I am going to get this rifle in the next couple days but it was the previous owners bench gun and has 8# of lead in the fore end and butt stock. I want to use this rifle for vermin and need a new stock. Any suggestions? Leaning towards synthetic.... 8)


----------



## chet (Sep 7, 2007)

H-S if you can afford it.
Bell and Carlson Medalists are okay, but i wouldn't reccomend the regular Bell and Carlson.
If you like laminates: I had great luck with a Boyds I bought from their E-bay store, it was a second and dirt cheap. read here if you want: http://www.noslerreloading.com/phpBB2/v ... sc&start=0

Make sure you get all of the magazine parts. Alot of bench guns are converted to single shots and delete some parts that you'll need.


----------



## lunkerhunter2 (Nov 3, 2007)

Thanks for the link. This gun is still originally functioning. Just has added weight.


----------



## chet (Sep 7, 2007)

this one's cool
http://www.boydsgunstocks.com/ROSS-FT-R ... 065-ft.htm


----------



## lunkerhunter2 (Nov 3, 2007)

chet said:


> this one's cool
> http://www.boydsgunstocks.com/ROSS-FT-R ... 065-ft.htm


Nice. One more question, i know it is glass bedded and something else(pillar). How does this affect changing the stock out? I really don't want to drill out 8# of lead.


----------



## chet (Sep 7, 2007)

The gun will pull out of the stock no problem, do drilling required. You'll see the lead in the forearm once the barreled action is removed. Tell me about the barrel? length? contour? A bench gun like that could have 50 pounds of bull barrel 32" long


----------



## lunkerhunter2 (Nov 3, 2007)

I have only looked at it once and for just a few seconds. I "won" it for helping a friend get a few mason jobs.

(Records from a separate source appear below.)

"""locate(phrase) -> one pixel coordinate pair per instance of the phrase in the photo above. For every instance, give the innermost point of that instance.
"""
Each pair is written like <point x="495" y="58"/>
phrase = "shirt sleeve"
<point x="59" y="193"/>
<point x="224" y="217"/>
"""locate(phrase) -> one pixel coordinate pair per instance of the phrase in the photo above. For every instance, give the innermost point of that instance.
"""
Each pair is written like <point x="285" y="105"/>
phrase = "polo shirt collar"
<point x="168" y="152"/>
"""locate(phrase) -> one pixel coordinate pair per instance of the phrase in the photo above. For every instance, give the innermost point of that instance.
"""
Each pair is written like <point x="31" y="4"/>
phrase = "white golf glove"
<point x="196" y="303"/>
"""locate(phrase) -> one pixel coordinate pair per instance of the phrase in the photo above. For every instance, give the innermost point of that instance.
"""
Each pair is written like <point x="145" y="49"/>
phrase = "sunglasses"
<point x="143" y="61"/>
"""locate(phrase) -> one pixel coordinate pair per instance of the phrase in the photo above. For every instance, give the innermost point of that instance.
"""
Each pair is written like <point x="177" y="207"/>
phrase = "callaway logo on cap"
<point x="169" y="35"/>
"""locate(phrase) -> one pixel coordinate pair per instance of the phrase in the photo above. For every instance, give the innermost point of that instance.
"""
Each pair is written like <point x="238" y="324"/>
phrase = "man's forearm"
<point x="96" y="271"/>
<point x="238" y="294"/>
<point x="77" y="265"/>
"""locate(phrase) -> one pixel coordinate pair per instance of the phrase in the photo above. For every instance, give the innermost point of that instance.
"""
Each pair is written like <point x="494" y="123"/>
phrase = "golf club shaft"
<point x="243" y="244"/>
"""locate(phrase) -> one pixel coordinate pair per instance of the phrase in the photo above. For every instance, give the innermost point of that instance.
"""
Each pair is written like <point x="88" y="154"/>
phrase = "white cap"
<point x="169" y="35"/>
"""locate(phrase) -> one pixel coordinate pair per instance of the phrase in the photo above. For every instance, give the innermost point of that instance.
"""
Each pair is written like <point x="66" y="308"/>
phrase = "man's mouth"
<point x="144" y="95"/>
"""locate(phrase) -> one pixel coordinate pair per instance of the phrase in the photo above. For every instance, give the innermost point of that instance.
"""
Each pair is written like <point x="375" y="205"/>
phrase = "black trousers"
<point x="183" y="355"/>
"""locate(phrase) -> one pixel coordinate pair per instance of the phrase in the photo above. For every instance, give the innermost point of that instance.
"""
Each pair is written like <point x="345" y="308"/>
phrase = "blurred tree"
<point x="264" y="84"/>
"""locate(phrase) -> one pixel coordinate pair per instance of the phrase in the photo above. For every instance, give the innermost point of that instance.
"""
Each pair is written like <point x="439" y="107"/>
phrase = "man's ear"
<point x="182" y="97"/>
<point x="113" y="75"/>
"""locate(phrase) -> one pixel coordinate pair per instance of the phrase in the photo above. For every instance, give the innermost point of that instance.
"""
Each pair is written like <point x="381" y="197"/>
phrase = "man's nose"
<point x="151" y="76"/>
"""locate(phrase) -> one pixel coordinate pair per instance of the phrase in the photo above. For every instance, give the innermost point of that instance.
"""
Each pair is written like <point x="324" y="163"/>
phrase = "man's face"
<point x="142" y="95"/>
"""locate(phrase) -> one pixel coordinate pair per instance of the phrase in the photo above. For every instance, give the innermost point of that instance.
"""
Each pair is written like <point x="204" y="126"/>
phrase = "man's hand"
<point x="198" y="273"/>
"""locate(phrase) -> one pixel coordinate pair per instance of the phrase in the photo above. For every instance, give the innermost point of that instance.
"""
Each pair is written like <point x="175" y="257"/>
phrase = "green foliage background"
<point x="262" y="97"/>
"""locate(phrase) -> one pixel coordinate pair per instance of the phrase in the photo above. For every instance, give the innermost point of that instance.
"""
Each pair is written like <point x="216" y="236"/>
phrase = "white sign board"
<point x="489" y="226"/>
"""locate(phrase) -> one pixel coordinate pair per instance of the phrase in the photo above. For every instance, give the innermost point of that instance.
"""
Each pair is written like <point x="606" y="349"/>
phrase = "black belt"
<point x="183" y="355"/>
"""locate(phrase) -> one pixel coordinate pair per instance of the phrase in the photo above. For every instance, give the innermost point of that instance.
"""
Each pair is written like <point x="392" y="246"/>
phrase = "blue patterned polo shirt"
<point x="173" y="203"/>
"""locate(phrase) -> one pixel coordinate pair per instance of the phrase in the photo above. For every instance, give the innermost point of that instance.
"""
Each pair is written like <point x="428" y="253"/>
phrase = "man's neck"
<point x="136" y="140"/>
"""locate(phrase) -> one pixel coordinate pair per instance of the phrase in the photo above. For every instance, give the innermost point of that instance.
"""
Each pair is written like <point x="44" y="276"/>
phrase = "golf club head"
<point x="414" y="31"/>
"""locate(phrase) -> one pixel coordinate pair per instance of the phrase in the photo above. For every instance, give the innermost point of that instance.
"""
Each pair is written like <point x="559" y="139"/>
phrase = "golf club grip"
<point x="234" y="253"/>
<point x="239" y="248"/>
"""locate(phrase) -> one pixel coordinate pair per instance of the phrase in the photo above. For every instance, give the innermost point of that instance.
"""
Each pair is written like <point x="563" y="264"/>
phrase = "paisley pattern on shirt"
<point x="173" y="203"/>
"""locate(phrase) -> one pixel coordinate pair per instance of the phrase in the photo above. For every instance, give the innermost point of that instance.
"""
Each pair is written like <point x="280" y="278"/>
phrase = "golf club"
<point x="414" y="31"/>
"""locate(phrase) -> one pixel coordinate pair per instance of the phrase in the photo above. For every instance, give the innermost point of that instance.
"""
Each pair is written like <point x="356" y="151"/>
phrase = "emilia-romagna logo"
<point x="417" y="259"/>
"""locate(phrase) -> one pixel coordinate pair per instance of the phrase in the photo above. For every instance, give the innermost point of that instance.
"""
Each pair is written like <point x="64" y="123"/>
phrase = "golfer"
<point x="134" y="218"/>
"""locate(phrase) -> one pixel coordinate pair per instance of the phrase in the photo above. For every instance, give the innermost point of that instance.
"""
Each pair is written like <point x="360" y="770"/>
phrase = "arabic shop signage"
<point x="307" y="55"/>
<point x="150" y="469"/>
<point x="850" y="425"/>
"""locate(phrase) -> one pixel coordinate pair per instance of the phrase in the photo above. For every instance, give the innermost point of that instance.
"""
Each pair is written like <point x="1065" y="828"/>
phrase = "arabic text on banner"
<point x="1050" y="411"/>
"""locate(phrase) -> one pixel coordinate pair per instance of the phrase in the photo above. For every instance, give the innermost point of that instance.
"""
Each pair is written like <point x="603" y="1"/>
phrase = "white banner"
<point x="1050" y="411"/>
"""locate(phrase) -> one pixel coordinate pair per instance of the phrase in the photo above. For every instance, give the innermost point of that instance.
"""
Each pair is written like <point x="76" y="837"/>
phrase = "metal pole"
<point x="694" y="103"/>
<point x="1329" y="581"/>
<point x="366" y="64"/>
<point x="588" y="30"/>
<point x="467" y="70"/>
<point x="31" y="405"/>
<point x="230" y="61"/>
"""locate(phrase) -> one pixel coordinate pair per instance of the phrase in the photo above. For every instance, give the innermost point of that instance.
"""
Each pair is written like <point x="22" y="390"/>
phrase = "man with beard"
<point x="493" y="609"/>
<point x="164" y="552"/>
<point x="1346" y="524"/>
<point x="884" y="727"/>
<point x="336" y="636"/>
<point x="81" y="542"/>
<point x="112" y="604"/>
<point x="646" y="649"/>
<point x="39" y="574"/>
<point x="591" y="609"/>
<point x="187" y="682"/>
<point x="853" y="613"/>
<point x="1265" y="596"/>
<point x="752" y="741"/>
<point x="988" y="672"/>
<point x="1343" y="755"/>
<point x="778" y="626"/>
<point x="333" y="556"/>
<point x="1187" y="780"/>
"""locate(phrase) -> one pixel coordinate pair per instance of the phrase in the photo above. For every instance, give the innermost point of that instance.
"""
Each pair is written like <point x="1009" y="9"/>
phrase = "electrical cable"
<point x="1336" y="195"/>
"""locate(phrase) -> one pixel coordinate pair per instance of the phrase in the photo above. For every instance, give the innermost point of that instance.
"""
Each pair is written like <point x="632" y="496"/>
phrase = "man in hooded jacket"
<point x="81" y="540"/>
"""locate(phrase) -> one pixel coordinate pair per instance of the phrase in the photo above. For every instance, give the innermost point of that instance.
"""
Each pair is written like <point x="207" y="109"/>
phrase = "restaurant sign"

I will post pics of it and all the details when it reaches my hands.


----------



## Loke (Sep 7, 2007)

Is it a repeater or single shot?


----------



## Al Hansen (Sep 7, 2007)

My cousin bought one of the Boyds Laminated Thumbhole Light Weights (Ross). I want one real bad. But I'm a lefty shooting a right hand bolt. They said they would let me know when they do a run of the lefty stocks. :O•-: Very nice looking and he loves the feel.


----------



## lunkerhunter2 (Nov 3, 2007)

Loke said:


> Is it a repeater or single shot?


Bolt gun with a 5 shot cap(pretty sure it is 5 anyway)


----------



## sagebrush (Sep 8, 2007)

I have a factory stock for a rem 700 adl ..I will give it away free but I will not deliver.


----------



## Loke (Sep 7, 2007)

I found a Remington 700 for sale once. It was a single shot. Turns out that the single shot Remington 700s are really 40XBs and are alot more expensive than the regular M700s. I wish I had bought that gun.........


----------